Photo: N823GA Ground Track, from BEA Report, figure 2.

Eddie Sez:

The Bureau d’Enquêtes et d’Analyses pour la sécurité de l’aviation civile (BEA) did a very nice bit of investigative work on this mishap with one exception: the conclusion wasn't forceful enough. Before I explain, let me dive into the very nature of aircraft mishap investigation.

In theory, the primary motivation for investigating an aircraft crash is prevention. You don't want it to happen again. When I went to the Air Force Mishap Investigation Course and later to the Chief of Safety Course, we were told that our standard of proof was different than what the Judge Advocates General would use. They had to prove something beyond any reasonable doubt. In the safety business we don't have that restriction. Nobody was going to jail as a result of our findings, but somebody could be spared a future mishap. This report dances around the obvious because they don't have proof beyond all reasonable doubt.

My goal here is prevention. We can learn a few things from this mishap that can save lives. So let's do that. If I were writing this mishap report my findings, my personal opinions, would read as follows:

  1. The captain was a product of a long airline career flying with a major airline in sterile conditions where every operation was thoroughly pretested and validated to ensure it could be flown by the company's weakest pilots.

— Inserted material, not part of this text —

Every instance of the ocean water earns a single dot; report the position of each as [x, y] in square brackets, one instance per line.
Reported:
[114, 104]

  2. The FAA failed to ensure the training vendor was doing its job when awarding type certificates.

  3. The training vendor failed to properly train the captain to operate as a pilot monitoring (PM) from the left seat and failed to fully cover known emergency procedures required in the aircraft's history.

  4. The operator failed to consider the captain's lack of experience in type and with corporate aviation.

  5. The operator and training vendor failed to enforce adequate checklist discipline.

  6. The operator failed to consider the lack of experience of the pilot pairing when scheduling them for a short depositioning flight into a short runway.

  7. The captain had a track record of forgetting to arm the aircraft automatic ground spoiler system and was known to manipulate the controls (including the nose wheel steering) while flying as the PM.

  8. The pilot flying (PF) who was the Second-in-Command (SIC), failed to properly fly the airplane onto the runway, allowing it to float after main gear touchdown which allowed the thrust reverser system to arm but then disarm as the weight on wheels system switched from air to ground, to air again, before finally returning to the ground mode.

  9. The captain apparently had his hand on the nosewheel tiller and commanded a strong left turn to the nosewheel steering system. Once the nosewheel touched down, the aircraft started to veer strongly left.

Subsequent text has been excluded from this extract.